STORAGE_PROVIDER=supabase
SUPABASE_URL=https://your-project.supabase.co
SUPABASE_SERVICE_ROLE_KEY=your-service-role-key

Create these Supabase Storage buckets:

  • procedure-images
  • procedure-imports
  • audit-exports

5. Configure Google OAuth

If you want Google sign-in, create a web OAuth client in Google Cloud Console and register this redirect URI:

https://your-domain.com/api/auth/callback/google

Then add the credentials to your environment:

GOOGLE_CLIENT_ID=
GOOGLE_CLIENT_SECRET=

6. Build and start

Build the image and start all services:

docker compose up --build

When the container starts, it runs database migrations automatically and then starts the Next.js server. Locally, open http://localhost:3000. In production, point your reverse proxy at the app container on port 3000.

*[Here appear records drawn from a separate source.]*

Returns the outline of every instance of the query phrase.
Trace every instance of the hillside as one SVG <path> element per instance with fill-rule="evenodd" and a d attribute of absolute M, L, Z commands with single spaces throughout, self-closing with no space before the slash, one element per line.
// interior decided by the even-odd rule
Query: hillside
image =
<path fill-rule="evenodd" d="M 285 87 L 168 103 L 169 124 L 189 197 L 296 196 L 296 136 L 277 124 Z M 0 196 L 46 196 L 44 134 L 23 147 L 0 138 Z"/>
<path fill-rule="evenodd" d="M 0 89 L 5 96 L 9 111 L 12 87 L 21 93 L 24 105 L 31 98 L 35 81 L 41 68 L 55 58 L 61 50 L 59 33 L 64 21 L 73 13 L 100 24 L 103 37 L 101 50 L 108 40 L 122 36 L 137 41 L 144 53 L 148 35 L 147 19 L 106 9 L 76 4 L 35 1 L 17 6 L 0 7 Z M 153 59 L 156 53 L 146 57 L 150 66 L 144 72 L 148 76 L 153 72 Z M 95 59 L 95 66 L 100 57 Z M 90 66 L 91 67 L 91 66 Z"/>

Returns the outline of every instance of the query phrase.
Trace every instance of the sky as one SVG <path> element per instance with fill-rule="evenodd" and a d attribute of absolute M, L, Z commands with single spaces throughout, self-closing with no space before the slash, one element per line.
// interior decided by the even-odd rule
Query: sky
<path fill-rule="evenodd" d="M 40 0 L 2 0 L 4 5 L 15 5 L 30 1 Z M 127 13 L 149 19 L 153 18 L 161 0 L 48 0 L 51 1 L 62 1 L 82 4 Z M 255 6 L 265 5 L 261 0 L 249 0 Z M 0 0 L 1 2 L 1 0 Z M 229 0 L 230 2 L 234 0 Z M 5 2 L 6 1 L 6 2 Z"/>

Build-time environment variables

Most environment variables are read when the container starts. Variables prefixed with NEXT_PUBLIC_ are different: Next.js embeds them into the browser bundle during docker compose up --build.

The important self-hosting value is:

NEXT_PUBLIC_DEPLOY_MODE=self-hosted

If you change NEXT_PUBLIC_DEPLOY_MODE or NEXT_PUBLIC_APP_URL, rebuild the image. If you only change runtime values such as database, Redis, email, or storage credentials, restart the container.

# Rebuild after NEXT_PUBLIC_* changes
docker compose up --build

# Restart after runtime-only environment changes
docker compose up -d

Service architecture

  • app: Navis Docs Next.js app, exposed on port 3000
  • db: Postgres with pgvector, persisted in the db_data Docker volume
  • redis: Redis, persisted in the redis_data Docker volume

Upgrading

Pull the latest code, rebuild the image, and start the services again:

git pull
docker compose pull
docker compose up --build

Migrations run automatically before the app starts. Before major upgrades, back up your Postgres data, .env file, and object storage buckets.

Troubleshooting

Check service status

docker compose ps

Follow app logs

docker compose logs -f app

App cannot connect to Postgres

Inside Docker Compose, use the service hostname db, not localhost:

DATABASE_URL=postgresql://postgres:password@db:5432/navis_docs

OAuth redirect mismatch

Check that Google Cloud Console contains the exact redirect URI for your deployment:

https://your-domain.com/api/auth/callback/google

Cloud-only UI still appears

Set NEXT_PUBLIC_DEPLOY_MODE=self-hosted and rebuild the image with docker compose up --build.